Evaluating models

Lecture 22

Dr. Mine Çetinkaya-Rundel

Duke University
STA 199 - Fall 2025

November 13, 2025

Warm-up

While you wait: Participate 📱💻

What is sensitivity also known as?

True positive rate
True negative rate
False positive rate
False negative rate
Recall

Scan the QR code or go to app.wooclap.com/sta199. Log in with your Duke NetID.

Announcements

Projects due tonight, peer evals due tomorrow night
Practice Exam 2 is posted on the course website
Reply to post on Ed about requests for topics / concepts for exam review [thread]

From last class: Participate 📱💻

Which of the following best describes the area annotated on the ROC curve?

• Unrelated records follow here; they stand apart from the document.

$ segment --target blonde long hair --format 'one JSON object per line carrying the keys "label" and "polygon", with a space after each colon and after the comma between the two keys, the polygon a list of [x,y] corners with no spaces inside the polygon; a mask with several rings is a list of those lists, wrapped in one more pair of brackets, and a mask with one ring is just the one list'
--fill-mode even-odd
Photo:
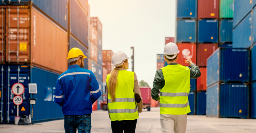
{"label": "blonde long hair", "polygon": [[[128,60],[126,59],[124,62],[127,63]],[[108,81],[108,89],[109,90],[109,94],[112,98],[111,102],[113,102],[116,99],[116,88],[118,84],[117,76],[118,75],[118,68],[122,68],[124,64],[116,66],[112,71],[110,75],[110,78]]]}

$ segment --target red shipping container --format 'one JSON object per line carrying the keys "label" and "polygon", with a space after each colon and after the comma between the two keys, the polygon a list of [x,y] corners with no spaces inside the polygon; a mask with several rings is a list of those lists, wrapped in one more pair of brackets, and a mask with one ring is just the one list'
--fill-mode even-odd
{"label": "red shipping container", "polygon": [[164,66],[164,62],[157,62],[157,70]]}
{"label": "red shipping container", "polygon": [[197,65],[206,66],[207,58],[218,48],[216,44],[199,44],[197,45]]}
{"label": "red shipping container", "polygon": [[198,18],[218,19],[219,0],[198,0]]}
{"label": "red shipping container", "polygon": [[168,43],[174,43],[174,37],[166,37],[166,45]]}
{"label": "red shipping container", "polygon": [[149,87],[140,87],[143,104],[151,104],[151,89]]}
{"label": "red shipping container", "polygon": [[93,111],[96,111],[98,108],[98,106],[97,103],[98,103],[98,100],[95,101],[93,104]]}
{"label": "red shipping container", "polygon": [[90,58],[97,62],[98,61],[98,49],[97,46],[91,42],[90,42]]}
{"label": "red shipping container", "polygon": [[114,53],[111,50],[102,50],[102,61],[111,61],[112,57],[114,54]]}
{"label": "red shipping container", "polygon": [[206,67],[200,67],[201,76],[196,79],[196,90],[197,91],[206,91],[207,72]]}
{"label": "red shipping container", "polygon": [[186,55],[188,55],[193,63],[196,63],[196,44],[195,43],[177,43],[177,45],[180,50],[178,53],[177,63],[183,66],[190,66],[188,63],[185,62]]}
{"label": "red shipping container", "polygon": [[97,44],[97,30],[92,26],[90,27],[90,40],[95,44]]}

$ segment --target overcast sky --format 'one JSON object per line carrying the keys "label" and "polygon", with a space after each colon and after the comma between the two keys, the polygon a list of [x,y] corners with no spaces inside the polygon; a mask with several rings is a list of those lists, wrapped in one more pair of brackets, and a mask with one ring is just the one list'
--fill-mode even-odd
{"label": "overcast sky", "polygon": [[122,51],[131,57],[134,47],[138,80],[152,88],[157,54],[163,53],[165,37],[175,36],[176,0],[89,0],[88,3],[90,17],[98,17],[102,23],[102,49]]}

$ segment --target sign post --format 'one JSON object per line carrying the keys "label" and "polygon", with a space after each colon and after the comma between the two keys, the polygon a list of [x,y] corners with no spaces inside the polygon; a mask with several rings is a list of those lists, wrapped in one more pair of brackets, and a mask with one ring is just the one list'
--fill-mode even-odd
{"label": "sign post", "polygon": [[15,83],[12,87],[12,91],[17,95],[13,98],[13,103],[17,105],[17,116],[19,116],[19,105],[23,102],[22,97],[20,95],[22,94],[24,91],[25,88],[20,83]]}

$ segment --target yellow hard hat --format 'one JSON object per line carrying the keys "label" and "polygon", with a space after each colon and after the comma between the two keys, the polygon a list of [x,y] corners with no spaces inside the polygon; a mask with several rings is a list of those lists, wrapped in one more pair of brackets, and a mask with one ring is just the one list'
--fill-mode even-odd
{"label": "yellow hard hat", "polygon": [[83,58],[87,58],[84,55],[83,51],[77,47],[72,48],[68,52],[67,58],[69,59],[78,57],[80,56],[82,56]]}

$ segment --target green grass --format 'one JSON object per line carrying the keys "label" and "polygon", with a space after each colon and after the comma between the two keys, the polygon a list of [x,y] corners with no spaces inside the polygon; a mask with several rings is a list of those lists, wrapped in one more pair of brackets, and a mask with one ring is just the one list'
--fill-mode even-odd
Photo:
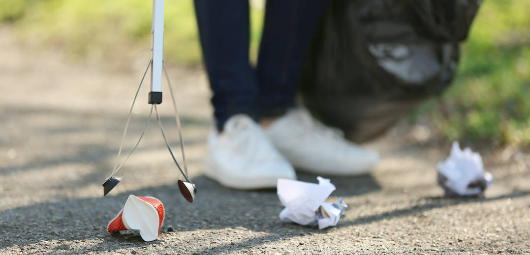
{"label": "green grass", "polygon": [[[257,54],[263,11],[251,9],[251,50]],[[256,7],[257,6],[257,7]],[[146,0],[0,0],[0,22],[15,21],[21,38],[44,47],[58,46],[74,58],[130,61],[131,52],[148,51],[152,1]],[[164,58],[182,65],[200,63],[192,0],[166,1]]]}
{"label": "green grass", "polygon": [[[192,0],[166,2],[165,58],[200,64]],[[263,2],[251,2],[255,61]],[[23,41],[58,47],[74,58],[127,65],[148,54],[151,5],[149,0],[0,0],[0,22],[13,23]],[[427,117],[448,139],[530,148],[529,10],[530,1],[484,1],[454,84],[412,116]]]}
{"label": "green grass", "polygon": [[451,139],[530,148],[530,1],[483,3],[452,87],[419,112]]}

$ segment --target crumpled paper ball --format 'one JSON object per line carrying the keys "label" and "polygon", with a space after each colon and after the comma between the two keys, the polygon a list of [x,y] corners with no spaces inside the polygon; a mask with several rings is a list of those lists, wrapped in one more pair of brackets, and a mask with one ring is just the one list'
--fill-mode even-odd
{"label": "crumpled paper ball", "polygon": [[493,175],[484,171],[482,158],[471,149],[460,149],[453,143],[451,153],[445,161],[438,164],[438,183],[446,197],[483,196],[493,184]]}
{"label": "crumpled paper ball", "polygon": [[319,225],[320,229],[334,226],[342,218],[347,205],[342,198],[334,203],[324,202],[335,190],[329,179],[317,177],[319,184],[280,179],[278,197],[285,208],[280,213],[282,221],[305,226]]}

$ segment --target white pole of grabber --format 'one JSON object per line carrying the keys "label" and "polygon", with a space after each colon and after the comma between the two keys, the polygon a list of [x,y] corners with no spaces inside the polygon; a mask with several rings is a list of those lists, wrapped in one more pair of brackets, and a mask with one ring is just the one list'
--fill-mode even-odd
{"label": "white pole of grabber", "polygon": [[153,24],[151,30],[151,92],[149,103],[162,102],[162,59],[164,53],[164,0],[153,0]]}

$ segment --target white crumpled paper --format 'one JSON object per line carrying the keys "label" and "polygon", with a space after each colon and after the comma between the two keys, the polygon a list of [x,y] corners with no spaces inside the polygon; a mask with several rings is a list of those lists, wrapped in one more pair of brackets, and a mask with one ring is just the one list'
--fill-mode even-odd
{"label": "white crumpled paper", "polygon": [[329,179],[317,177],[319,184],[280,179],[278,180],[278,197],[285,208],[280,219],[306,226],[319,225],[320,229],[334,226],[342,217],[348,207],[342,198],[337,202],[324,202],[335,190]]}
{"label": "white crumpled paper", "polygon": [[469,147],[462,151],[455,141],[449,157],[438,164],[438,182],[446,196],[473,196],[483,194],[493,184],[493,175],[484,171],[479,153]]}

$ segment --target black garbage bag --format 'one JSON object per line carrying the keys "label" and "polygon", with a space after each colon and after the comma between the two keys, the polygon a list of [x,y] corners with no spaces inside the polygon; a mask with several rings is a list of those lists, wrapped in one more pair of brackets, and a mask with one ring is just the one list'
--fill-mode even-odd
{"label": "black garbage bag", "polygon": [[330,0],[302,72],[303,103],[357,142],[439,95],[480,0]]}

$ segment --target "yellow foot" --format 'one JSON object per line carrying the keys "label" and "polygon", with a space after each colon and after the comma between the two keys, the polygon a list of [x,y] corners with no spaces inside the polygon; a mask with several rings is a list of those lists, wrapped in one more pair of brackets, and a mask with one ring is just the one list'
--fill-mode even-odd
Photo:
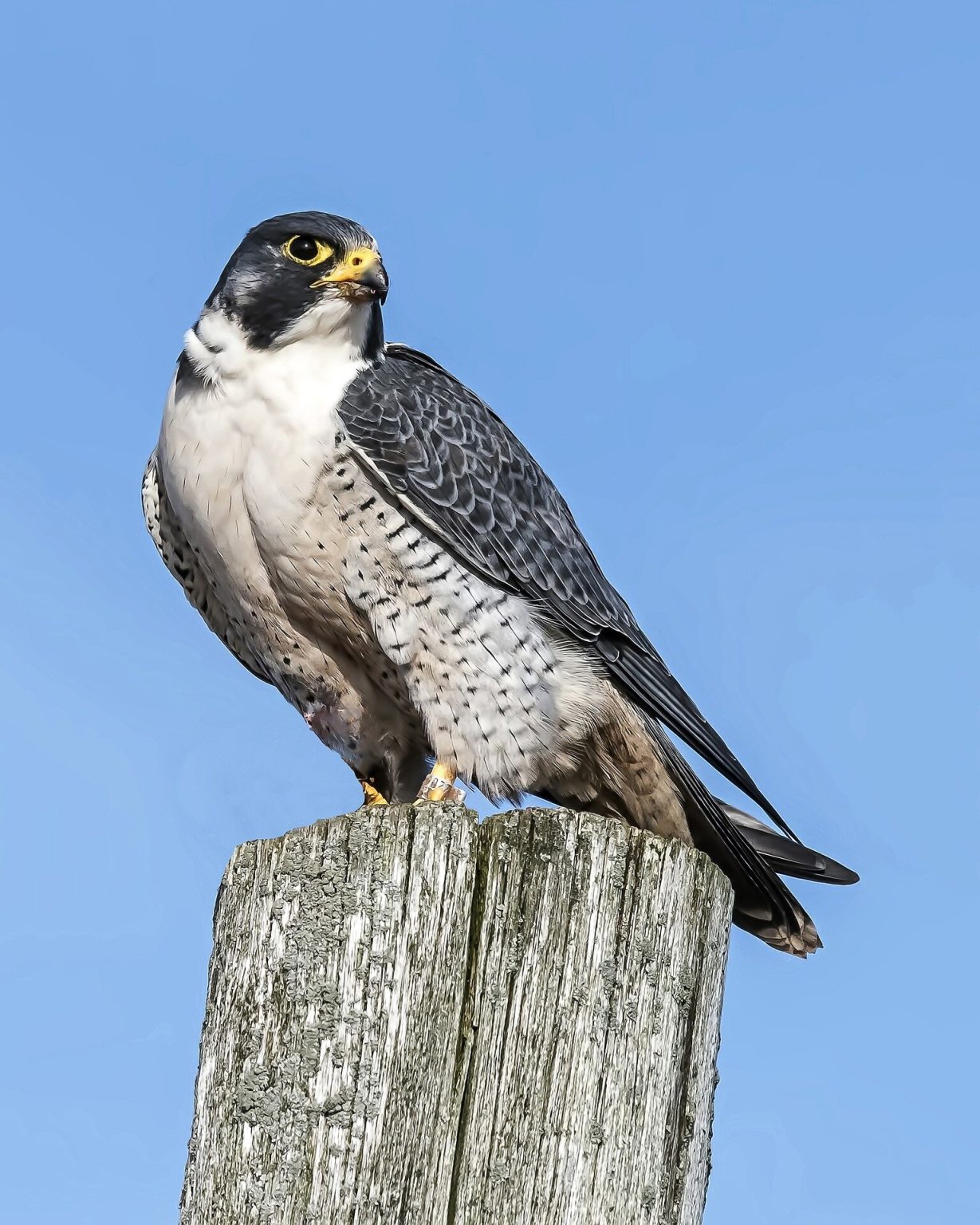
{"label": "yellow foot", "polygon": [[369,778],[359,778],[358,782],[364,790],[364,802],[369,809],[375,804],[388,802]]}
{"label": "yellow foot", "polygon": [[415,800],[417,804],[429,801],[431,804],[462,804],[466,797],[466,791],[454,786],[456,783],[456,771],[451,769],[448,766],[443,766],[442,762],[436,762],[431,771],[425,775],[421,786],[419,788],[419,796]]}

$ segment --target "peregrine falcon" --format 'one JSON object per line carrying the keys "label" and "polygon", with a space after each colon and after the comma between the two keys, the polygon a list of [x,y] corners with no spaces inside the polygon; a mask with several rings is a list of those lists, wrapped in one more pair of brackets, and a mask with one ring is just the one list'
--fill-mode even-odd
{"label": "peregrine falcon", "polygon": [[[167,567],[365,802],[524,794],[682,838],[735,922],[820,937],[777,873],[804,846],[668,670],[532,454],[439,363],[385,342],[374,238],[326,213],[256,225],[184,337],[143,478]],[[717,800],[674,733],[778,831]]]}

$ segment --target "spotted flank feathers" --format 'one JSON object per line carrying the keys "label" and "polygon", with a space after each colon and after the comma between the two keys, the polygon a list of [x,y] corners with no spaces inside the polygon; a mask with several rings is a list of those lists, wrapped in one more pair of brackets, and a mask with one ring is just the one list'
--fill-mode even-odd
{"label": "spotted flank feathers", "polygon": [[[856,877],[793,834],[511,430],[385,343],[386,293],[353,222],[250,232],[186,333],[143,480],[168,570],[371,802],[414,799],[435,761],[491,799],[684,838],[728,873],[736,924],[812,952],[780,875]],[[777,828],[712,796],[668,731]]]}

Where all positives classified as positive, all negatives classified as negative
Where true positive rate = false positive rate
Where all positives classified as negative, all negatives classified as positive

Scan the QR code or go to app.wooclap.com/sta199. Log in with your Duke NetID.

ROC curve

Which corner of the plot indicates the best model performance?

Next steps

ae-14-chicago-taxi-classification

Go to your ae project in RStudio.
If you haven’t yet done so, make sure all of your changes up to this point are committed and pushed, i.e., there’s nothing left in your Git pane.
If you haven’t yet done so, click Pull to get today’s application exercise file: ae-14-chicago-taxi-classification.qmd.
Work through the application exercise in class, and render, commit, and push your edits.

Recap

Split data into training and testing sets (generally 75/25)
Fit models on training data and reduce to a few candidate models
Make predictions on testing data
Evaluate predictions on testing data using appropriate predictive performance metrics
- Linear models: Adjusted R-squared, AIC, etc.
- Logistic models: False negative and positive rates, AUC (area under the curve), etc.
Don’t forget to also consider explainability and domain knowledge when selecting a final model
In a future machine learning course: Cross-validation (partitioning training data into training and validation sets and repeating this many times to evaluate model predictive performance before using the testing data), feature engineering, hyperparameter tuning, more complex models (random forests, gradient boosting machines, neural networks, etc.)

Note

We will only learn about a subset of these in this course, but you can go further into these ideas in STA 210 or STA 221 as well as in various machine learning courses.